I asked ChatGPT to set /tmp/pages_to_odt/ as the default working directory (the user could always change it in the script and it’s going to be cleared, anyway). ChatGPT implemented it.
The trouble came when I asked ChatGPT to implement the -R flag for recursive searching. The script in its first form only looked for and converted the .pages files in the current directory. To save time, I wanted to give the option to search in all sub-directories. ChatGPT obliged, changed the script accordingly, or so I thought.
The script was actually interpreting all files in the source directory and sub-directories as .pages files, copying them to the working directory, and then adding the .pages extension to them. Not only was this depleting tons of space on my drive, but it was wasting processing resources, since LibreOffice would obviously not be able to convert images files, PDFs, and whatever else was there. So, I pumped the brakes and gently reminded ChatGPT that the files had to be .pages files ALREADY ending in the .pages extension. It actually took two more iterations for ChatGPT to understand what I was getting at and to squash the bug.
At that point, I said, “we’re 90% of the way there!” The only problem was that files were not being moved back to their respective original locations. They were all being moved back to the initial source directory. Not only that, but hidden (with preceding .) .pages files were added to the batch and they were often incomplete, so the script was throwing “unable to convert .foo.pages” errors, which threw me a false flag that something was wrong.
The file indexing and moving saga is pretty complex and I have already taken up a lot of space here. Suffice it to say that it took about 3 more iterations of the script to get the file moving functionality to work.

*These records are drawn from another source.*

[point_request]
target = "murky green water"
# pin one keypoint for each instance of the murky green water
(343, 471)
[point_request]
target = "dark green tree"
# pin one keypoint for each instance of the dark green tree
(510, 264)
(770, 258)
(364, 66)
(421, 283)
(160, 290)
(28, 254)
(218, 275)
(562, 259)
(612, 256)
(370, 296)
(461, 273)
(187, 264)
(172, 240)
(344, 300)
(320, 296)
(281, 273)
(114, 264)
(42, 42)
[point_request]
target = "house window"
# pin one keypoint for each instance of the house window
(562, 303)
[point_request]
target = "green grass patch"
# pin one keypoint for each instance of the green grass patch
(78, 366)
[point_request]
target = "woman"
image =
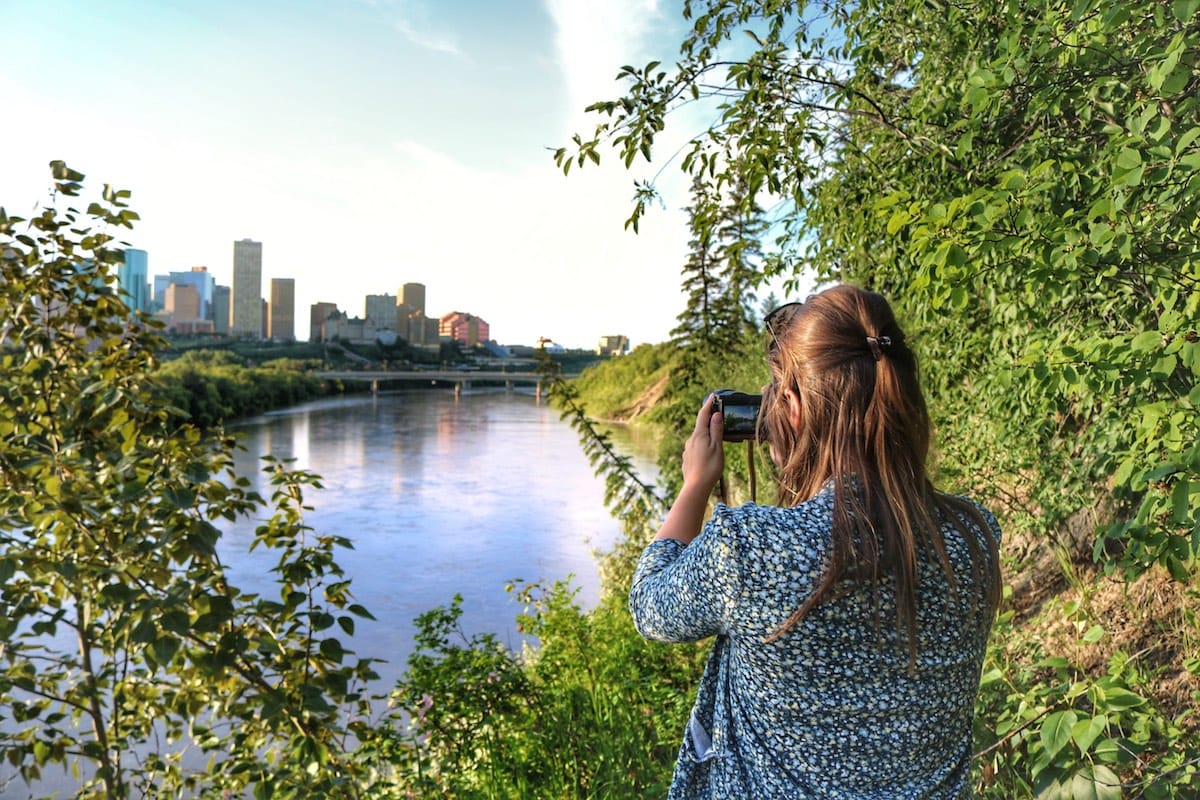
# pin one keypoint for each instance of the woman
(850, 620)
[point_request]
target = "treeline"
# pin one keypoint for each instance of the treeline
(214, 386)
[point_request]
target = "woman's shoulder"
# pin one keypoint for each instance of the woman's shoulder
(971, 512)
(753, 523)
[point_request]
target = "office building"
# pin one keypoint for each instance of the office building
(221, 310)
(246, 293)
(183, 302)
(283, 310)
(413, 295)
(318, 313)
(133, 280)
(465, 329)
(198, 277)
(381, 310)
(612, 346)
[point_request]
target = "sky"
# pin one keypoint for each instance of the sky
(365, 143)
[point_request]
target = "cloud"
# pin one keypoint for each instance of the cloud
(429, 40)
(411, 19)
(594, 40)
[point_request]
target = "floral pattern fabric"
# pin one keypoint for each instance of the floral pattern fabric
(833, 708)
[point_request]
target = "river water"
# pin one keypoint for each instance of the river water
(441, 494)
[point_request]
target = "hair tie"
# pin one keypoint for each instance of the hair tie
(879, 344)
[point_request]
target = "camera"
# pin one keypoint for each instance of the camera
(739, 414)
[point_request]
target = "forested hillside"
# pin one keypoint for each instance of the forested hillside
(1023, 181)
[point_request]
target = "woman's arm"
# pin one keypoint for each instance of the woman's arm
(703, 459)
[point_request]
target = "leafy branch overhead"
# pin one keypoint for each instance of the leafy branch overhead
(1023, 180)
(123, 642)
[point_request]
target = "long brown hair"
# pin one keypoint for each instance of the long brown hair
(864, 427)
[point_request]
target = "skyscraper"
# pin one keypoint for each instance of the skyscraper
(246, 294)
(198, 277)
(381, 310)
(317, 314)
(413, 295)
(132, 277)
(221, 310)
(283, 310)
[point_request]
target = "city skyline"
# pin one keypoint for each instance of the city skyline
(365, 142)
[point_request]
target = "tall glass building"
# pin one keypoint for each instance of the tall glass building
(132, 278)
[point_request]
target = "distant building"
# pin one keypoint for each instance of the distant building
(183, 302)
(340, 325)
(413, 295)
(317, 314)
(612, 346)
(181, 311)
(246, 294)
(133, 278)
(283, 310)
(381, 310)
(221, 310)
(198, 277)
(463, 328)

However… ChatGPT kept forgetting about the .pages DIRECTORIES compared to the .pages ZIP files. The ZIP files were converting just fine, but twice or thrice ChatGPT completely forgot to keep the directory to zip conversion in the script. So, I had to remind it each time. Sometimes when ChatGPT put it back in, it changed how it implemented it. To be honest, I was too chicken to just copy and paste it in myself because, well, indenting matters in bash scripts!

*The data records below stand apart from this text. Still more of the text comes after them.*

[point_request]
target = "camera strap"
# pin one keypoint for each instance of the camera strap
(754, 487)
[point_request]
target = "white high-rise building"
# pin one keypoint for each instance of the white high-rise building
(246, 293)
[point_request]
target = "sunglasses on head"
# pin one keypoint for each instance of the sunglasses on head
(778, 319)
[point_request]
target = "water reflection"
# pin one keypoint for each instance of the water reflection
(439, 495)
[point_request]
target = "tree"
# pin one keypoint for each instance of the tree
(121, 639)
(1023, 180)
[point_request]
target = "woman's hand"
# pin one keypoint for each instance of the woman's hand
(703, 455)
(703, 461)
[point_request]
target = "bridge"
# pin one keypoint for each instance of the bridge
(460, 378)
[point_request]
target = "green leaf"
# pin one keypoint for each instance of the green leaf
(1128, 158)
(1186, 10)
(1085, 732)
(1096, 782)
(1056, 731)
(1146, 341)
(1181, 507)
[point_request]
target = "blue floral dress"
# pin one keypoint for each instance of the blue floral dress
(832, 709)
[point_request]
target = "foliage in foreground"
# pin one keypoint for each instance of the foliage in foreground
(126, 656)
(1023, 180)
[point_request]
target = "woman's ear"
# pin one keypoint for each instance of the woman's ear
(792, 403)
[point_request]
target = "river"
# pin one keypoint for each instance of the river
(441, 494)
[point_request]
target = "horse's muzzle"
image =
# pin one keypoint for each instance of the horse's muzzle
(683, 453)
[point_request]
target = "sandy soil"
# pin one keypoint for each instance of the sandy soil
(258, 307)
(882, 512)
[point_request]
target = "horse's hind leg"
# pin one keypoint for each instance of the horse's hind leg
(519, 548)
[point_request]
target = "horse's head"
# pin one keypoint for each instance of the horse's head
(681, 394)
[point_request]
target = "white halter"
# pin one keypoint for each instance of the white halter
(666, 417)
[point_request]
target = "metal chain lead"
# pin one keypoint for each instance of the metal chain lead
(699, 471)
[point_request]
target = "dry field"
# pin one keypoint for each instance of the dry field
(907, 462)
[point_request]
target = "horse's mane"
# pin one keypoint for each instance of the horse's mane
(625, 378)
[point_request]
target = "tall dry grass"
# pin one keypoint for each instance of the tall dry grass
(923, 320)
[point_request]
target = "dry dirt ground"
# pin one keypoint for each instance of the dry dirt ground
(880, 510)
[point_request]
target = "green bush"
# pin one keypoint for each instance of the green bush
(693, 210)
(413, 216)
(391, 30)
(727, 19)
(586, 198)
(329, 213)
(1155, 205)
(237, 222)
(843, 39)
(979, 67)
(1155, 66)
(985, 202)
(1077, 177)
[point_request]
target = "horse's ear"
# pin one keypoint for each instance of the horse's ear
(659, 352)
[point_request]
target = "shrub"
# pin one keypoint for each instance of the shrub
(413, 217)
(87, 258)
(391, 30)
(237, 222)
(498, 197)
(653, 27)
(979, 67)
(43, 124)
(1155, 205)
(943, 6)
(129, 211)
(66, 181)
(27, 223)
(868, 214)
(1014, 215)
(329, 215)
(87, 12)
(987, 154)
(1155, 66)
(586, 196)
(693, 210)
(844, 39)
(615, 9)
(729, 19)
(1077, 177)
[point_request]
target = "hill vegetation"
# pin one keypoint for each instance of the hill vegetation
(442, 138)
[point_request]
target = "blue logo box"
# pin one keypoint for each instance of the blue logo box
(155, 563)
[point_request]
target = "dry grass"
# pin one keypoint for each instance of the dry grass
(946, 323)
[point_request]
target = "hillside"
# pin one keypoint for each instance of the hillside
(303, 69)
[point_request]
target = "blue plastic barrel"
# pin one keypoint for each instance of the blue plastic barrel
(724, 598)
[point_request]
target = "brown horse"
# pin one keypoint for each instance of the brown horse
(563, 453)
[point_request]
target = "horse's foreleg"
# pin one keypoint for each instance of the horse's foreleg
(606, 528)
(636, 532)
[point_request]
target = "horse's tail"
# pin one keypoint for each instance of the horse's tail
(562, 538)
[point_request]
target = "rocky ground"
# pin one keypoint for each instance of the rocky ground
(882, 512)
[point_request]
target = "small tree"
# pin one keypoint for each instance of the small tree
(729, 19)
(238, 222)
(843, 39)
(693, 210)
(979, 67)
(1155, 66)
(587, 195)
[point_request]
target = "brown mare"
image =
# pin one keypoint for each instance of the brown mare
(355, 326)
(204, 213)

In the end, and maybe 2 hours into the process, I got a working script, which you can find on my GitHub. I now want to talk about the results of it and what I learned about using ChatGPT.
Results and ChatGPT usage
In the end, most of the .pages files converted properly. The others did not convert properly not because of my script, but rather because LibreOffice apparently only recognizes and opens .pages files that have an underlying XML structure. The .pages files that did not convert have .iwa files in their archives and it seems LO cannot open those. My current thought is to borrow somebody’s Mac (or perhaps spin up a Mac VM) and manually convert each of those ones in Pages.
Now, onto ChatGPT thoughts… Honestly, if I was a better programmer, I probably would have spent less time scripting this than I did going back and forth with ChatGPT. Its code spat so many errors and had to be corrected so many times, that I honestly do not feel like I was cheating by using ChatGPT. If I didn’t know how to debug and I didn’t know the proper way to describe what I wanted, ChatGPT would have NEVER given me a working script. I feel like I was the supervisor and ChatGPT was my minion. I truly feel that I was the designer of this script, even though I did not know how to write every step.
But, for those purists that disagree with me, my GitHub repo is public and I am welcome to any pull requests from actual humans to help improve the script and make it more man made. I especially would like to know whether anyone knows a way to convert the .iwa pages files into something LibreOffice could convert!
All in all, I am happy that I was able to use a tool that I directed the creation of to break my late professor’s papers out of Apple’s walled garden and to save them in posterity in the OpenDocument format.